Naeso's development is perhaps the first instance of a group of people collaborating over a wiki-based interface via voting to create a language together. Even though creators come and go (as is the truth with many things) the language survives and continues to grow.
Naeso is a constructed language which got its start in the latter half of 2010, when a member of the irc.freenode.net chat #conlang called blisk decided he'd like to make a collang. After issuing a call for collaborators and recieving replies from several interested parties, the language began being developed on a wikispaces page. Though blisk dropped out of its creation early on in the project, the idea survived its creator's withdrawal, and eventually the language's development was moved to FrathWiki in early 2011.
Early in its development, there was a vote taken on whether or note to write Naeso in a native script. Because this vote came up as positive towards writing with a native script, a syllabary (which was the result of yet another early vote) was developed.

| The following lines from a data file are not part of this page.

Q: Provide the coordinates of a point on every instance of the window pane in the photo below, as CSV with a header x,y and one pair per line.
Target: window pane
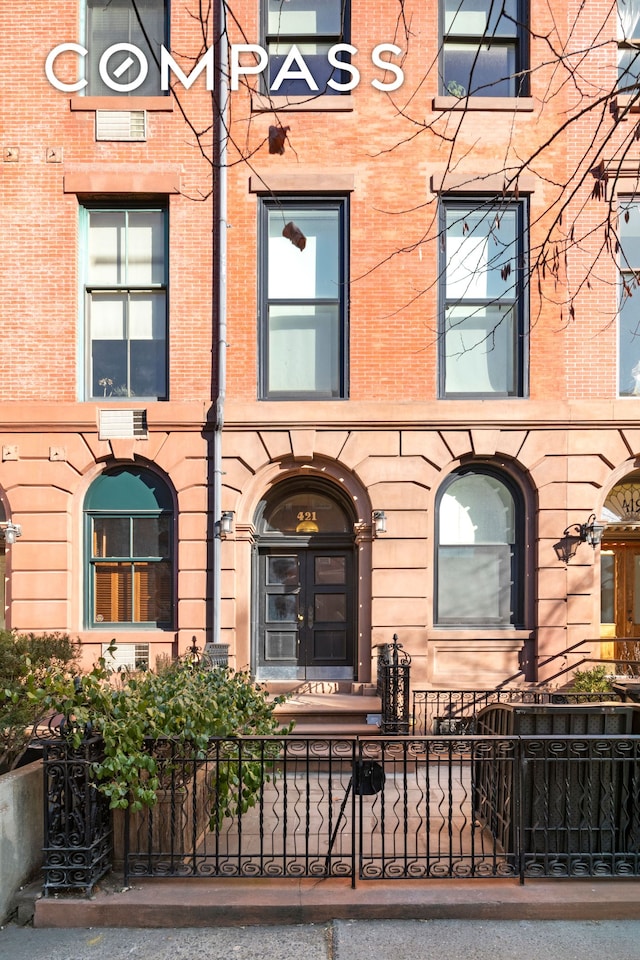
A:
x,y
474,584
481,254
106,246
630,235
152,593
145,247
111,537
112,593
282,570
629,19
282,607
115,21
108,312
480,70
312,273
151,536
295,81
476,18
607,587
477,508
304,350
109,368
480,350
629,350
300,17
330,570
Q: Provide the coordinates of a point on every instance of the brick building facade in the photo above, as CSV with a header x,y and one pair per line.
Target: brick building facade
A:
x,y
443,357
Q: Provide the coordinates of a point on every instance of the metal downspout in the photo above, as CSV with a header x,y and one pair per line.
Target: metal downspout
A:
x,y
220,97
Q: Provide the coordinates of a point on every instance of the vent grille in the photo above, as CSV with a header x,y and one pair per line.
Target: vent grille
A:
x,y
121,125
126,656
122,424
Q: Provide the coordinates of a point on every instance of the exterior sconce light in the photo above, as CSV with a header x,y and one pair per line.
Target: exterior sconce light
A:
x,y
591,531
10,531
224,525
379,522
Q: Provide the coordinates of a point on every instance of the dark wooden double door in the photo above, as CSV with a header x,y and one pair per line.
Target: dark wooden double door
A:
x,y
306,623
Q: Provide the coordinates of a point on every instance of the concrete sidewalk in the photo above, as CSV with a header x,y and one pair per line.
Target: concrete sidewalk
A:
x,y
205,903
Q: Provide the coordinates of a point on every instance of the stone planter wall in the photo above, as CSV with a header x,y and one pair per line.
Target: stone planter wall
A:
x,y
21,831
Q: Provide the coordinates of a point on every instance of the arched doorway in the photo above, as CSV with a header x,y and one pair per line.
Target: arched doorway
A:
x,y
620,570
305,585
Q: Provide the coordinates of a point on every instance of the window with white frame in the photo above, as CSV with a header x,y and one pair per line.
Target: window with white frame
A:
x,y
629,315
298,35
484,48
129,529
142,24
126,302
303,300
480,550
628,44
483,322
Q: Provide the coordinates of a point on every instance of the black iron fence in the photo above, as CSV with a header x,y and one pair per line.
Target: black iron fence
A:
x,y
451,806
77,821
454,711
393,683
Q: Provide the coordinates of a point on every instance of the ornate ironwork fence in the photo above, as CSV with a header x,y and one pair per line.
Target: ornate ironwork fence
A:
x,y
455,711
555,799
77,821
394,666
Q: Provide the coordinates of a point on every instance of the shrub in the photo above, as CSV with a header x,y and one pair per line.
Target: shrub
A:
x,y
593,680
182,705
25,659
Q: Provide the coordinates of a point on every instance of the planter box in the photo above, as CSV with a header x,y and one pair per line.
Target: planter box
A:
x,y
170,830
21,831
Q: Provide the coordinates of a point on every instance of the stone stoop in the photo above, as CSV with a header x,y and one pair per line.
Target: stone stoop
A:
x,y
330,710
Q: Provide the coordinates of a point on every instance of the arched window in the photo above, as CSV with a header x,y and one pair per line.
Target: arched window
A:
x,y
129,530
480,539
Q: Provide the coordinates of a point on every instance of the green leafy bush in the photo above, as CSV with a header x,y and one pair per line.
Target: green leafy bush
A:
x,y
592,680
25,659
157,726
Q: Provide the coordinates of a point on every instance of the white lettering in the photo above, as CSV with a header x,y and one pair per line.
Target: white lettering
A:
x,y
51,59
237,69
168,63
332,57
286,73
385,65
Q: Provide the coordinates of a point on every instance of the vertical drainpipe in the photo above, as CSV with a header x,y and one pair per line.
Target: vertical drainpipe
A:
x,y
220,96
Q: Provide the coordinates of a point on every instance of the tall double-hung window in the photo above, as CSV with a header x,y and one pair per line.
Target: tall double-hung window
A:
x,y
629,312
480,550
628,44
129,530
298,37
484,48
483,305
142,24
126,302
303,302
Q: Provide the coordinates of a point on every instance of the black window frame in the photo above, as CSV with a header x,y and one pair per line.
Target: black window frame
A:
x,y
518,41
281,204
474,204
518,560
110,390
291,89
151,85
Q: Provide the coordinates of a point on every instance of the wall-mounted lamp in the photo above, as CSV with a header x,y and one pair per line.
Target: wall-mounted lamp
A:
x,y
10,531
592,531
379,522
224,525
589,532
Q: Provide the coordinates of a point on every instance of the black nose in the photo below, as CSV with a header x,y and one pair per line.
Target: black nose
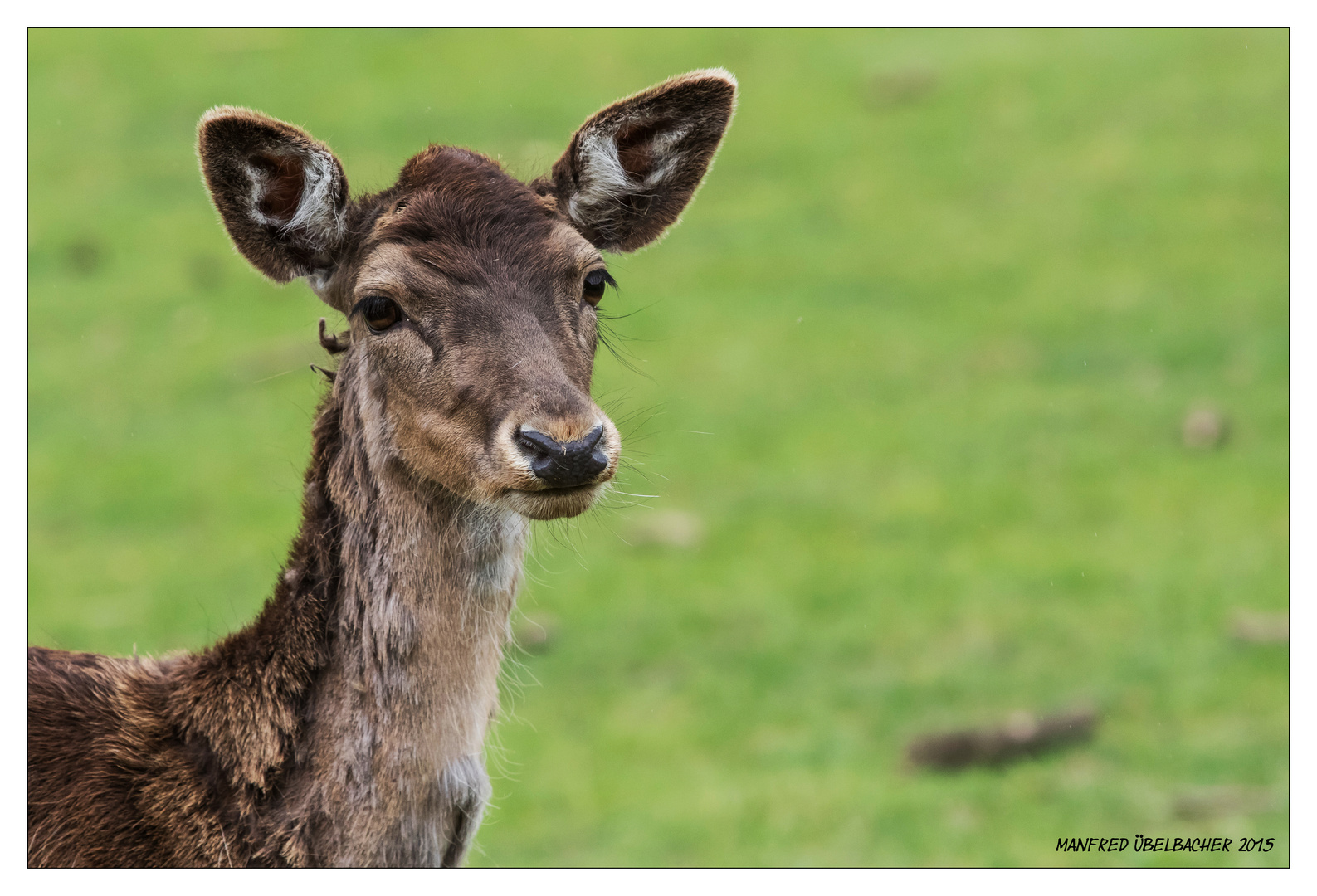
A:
x,y
563,465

The syllabary, developed mostly by MalfermitaKodo, is unique to Naeso and is awesome, but since it has been decided that the language is intended for the internet, the syllabary has been demoted to only being used for ornamental purposes.
Most Naeso is actually written in the Latin script for ease of use on the internet, which is historically called the transliteration.
Main article: Naeso/Voting
Voting plays a big role in the project: all of the phonology, orthography and grammar have been voted on, creating what the language is today. And proposed words are still going through the same voting process that was thought up around the beginning of the creation of the language: One takes the number of contributors and divides by half, then adds one (half plus one) to determine consensus. Voting tags are used to distinguish between different contributors. Though the system works very well the way it is now, this was not always the case.
In the beginning of 2011, with many creators dropping out of development, the language began to stagnate. Due to the fact that the early voting system then used by the creators to determine consensus used the full number of creators involved in the project divided by half to find the number of votes required for 'quorum', it became increasingly difficult for any development and growth to occur. Following passing of two historic proposals by Fenhl on vote reform in the beginning of June of 2011, the language is beginning to grow again with renewed vigor.
Main article: Naeso/Grammar
The grammar of Naeso is being designed to be easy to learn and use, which means that it is as regular as possible (unlike English). A rule of thumb regarding Naeso's grammar is that the most general information comes first in a sentence, and the details follow after. This means that every sentence starts with the verb, and details such as subjects, objects, time, place, etc. can be added afterward. These noun phrases each start with one of a handy set of particles which help one to determine the function of each noun phrase in a sentence. After the noun, adjectives can be added.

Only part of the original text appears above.